Stream Iterative Distributed Coded Computing for Learning Applications in Heterogeneous Systems

TL;DR

This paper introduces a novel joint scheduling-coding framework for heterogeneous distributed systems to minimize delay in learning applications, utilizing optimized load splitting and redundant computations.

Contribution

It proposes a new approach that combines scheduling and coding to efficiently allocate computational loads and reduce delays in heterogeneous systems.

Findings

Significantly lower delay compared to uniform load splitting.

Delay close to an ideal lower bound with minimal redundant computations.

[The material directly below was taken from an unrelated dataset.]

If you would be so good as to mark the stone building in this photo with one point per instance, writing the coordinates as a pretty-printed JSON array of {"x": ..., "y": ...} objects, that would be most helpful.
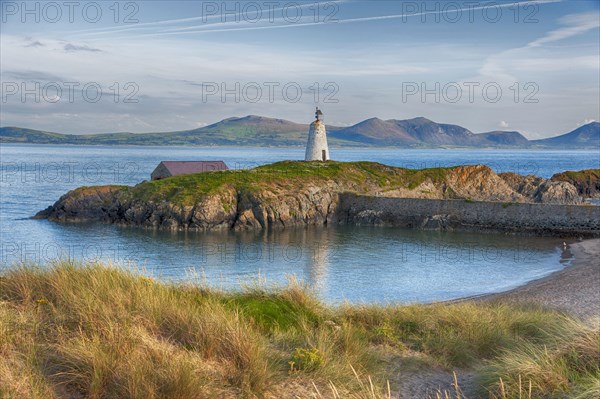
[
  {"x": 176, "y": 168},
  {"x": 316, "y": 148}
]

Effective handling of system heterogeneity in distributed learning.

Abstract

To improve the utility of learning applications and render machine learning solutions feasible for complex applications, a substantial amount of heavy computations is needed. Thus, it is essential to delegate the computations among several workers, which brings up the major challenge of coping with delays and failures caused by the system's heterogeneity and uncertainties. In particular, minimizing the end-to-end job in-order execution delay, from arrival to delivery, is of great importance for real-world delay-sensitive applications. In this paper, for computation of each job iteration in a stochastic heterogeneous distributed system where the workers vary in their computing and communicating powers, we present a novel joint scheduling-coding framework that optimally split the coded computational load among the workers. This closes the gap between the workers' response time, and is critical to maximize the resource utilization. To further reduce the in-order execution delay, we also incorporate redundant computations in each iteration of a distributed computational job. Our simulation results demonstrate that the delay obtained using the proposed solution is dramatically lower than the uniform split which is oblivious to the system's heterogeneity and, in fact, is very close to an ideal lower bound just by introducing a small percentage of redundant computations.